Хотя мир, в котором теперь очутились Пелорус и Харкендер, настоящий земной рай, его фабрики спрятаны среди холмов и лесов. Его обитатели живут в многочисленных деревнях, где не заметны плоды человеческих трудов. В этом мире труд — привилегия исключительно машин, оставив человеческим созданиям лишь отдых. Даже транспортные средства сами перевозят людей в нужные места. Это мир, лишенный возделываемых полей, ибо даже процесс получения пищи автоматизирован от начала до конца.
Дома в этом мире куда как живые. Их крыши улавливают и накапливают энергию солнечного света, переводимую синтетическими нервными сосудами в тепло и свет — или электричество, дабы наполнять энергией экраны, служащие средством массовых коммуникаций. Корни домов выкачивают землю из почвы и очищают — на благо обитателей. Дома — самовосстановимы, правда, они могут внезапно умирать. Тогда они разрушаются, пока замена не вырастет из семени.
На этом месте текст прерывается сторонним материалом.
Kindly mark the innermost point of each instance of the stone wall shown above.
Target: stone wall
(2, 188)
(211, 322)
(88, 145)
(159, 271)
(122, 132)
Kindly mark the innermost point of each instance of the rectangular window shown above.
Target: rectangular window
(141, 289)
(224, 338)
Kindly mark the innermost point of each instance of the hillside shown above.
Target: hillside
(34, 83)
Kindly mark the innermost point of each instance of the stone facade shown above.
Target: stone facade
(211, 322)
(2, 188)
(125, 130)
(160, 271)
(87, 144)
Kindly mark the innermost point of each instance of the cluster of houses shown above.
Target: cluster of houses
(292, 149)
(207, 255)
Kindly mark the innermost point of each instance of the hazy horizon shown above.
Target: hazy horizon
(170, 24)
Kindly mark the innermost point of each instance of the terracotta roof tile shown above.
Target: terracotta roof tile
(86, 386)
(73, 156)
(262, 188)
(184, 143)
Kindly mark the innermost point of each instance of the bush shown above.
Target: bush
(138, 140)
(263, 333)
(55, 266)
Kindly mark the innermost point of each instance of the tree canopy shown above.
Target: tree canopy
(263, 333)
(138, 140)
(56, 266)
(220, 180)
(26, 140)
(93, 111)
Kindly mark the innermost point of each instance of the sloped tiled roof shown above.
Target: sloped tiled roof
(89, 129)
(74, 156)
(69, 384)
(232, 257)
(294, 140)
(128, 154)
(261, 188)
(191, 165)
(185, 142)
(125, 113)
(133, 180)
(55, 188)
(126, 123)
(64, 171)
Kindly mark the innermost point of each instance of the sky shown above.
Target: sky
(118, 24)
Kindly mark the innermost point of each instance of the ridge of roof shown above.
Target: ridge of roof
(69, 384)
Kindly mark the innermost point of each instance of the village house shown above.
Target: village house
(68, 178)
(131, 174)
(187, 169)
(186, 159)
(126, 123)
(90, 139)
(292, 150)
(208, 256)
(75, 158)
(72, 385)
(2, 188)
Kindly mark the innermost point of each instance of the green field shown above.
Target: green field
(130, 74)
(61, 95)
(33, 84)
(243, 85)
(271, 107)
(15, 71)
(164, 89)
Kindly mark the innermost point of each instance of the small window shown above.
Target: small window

Архитекторы и контролеры этого мира — тоже машины, функции которых — реагировать на непредсказуемость и восстанавливать статус кво. Они никогда не устают и очень эффективны, но еще они подчиняются морали. И мораль эта вписана в их программы. Они страшно гордятся своей способностью не делать ничего дурного. Их изначальная директива — сохранять мир и его обитателей целыми и невредимыми, и ничто не может помешать им выполнять свою работу, кроме, разве что, падения на Землю крупного астероида.
Гиперавтоматизация возможна, ибо это мир без роста и эволюции, мир, где человеческая история длится без взлетов и падений. Подобно миру Джейсона Стерлинга, это мир, где никто не стареет, никто не умирает, мир бессмертия. В мире Стерлинга процесс старения остановлен в пору раннего взросления, здесь же никто не достигает половой зрелости. Обитатели этого мира — дети.
Пелорус ожидает, что Харкендер обрушит свою критику на этот мир, как и на прочие, ибо это читается в его облике. Это мир людей, которые отказались от взросления, посчитав незрелость — лучшим выходом. Он ждет, что Харкендер начнет прохаживаться по поводу детства как времени сладких воспоминаний и счастья, но Харкендер, как всегда, непредсказуем.
— Это, по крайней мере, честно, — сообщает он. — И по-своему изобретательно.
— Ты, и вправду, имеешь в виду изобретательно?
— Нет. Подумай — в чем главный дефицит мира без труда и смерти?
— Отсутствие стимулов, если я верно понял твою философию. Ты чувствуешь, что отсутствие смерти или любой угрозы существованию лишает жизнь смысла. Я не уверен, что согласен. Эти прекращает погоню за знанием и образованием и оставляет возможности для процесса саморазвития.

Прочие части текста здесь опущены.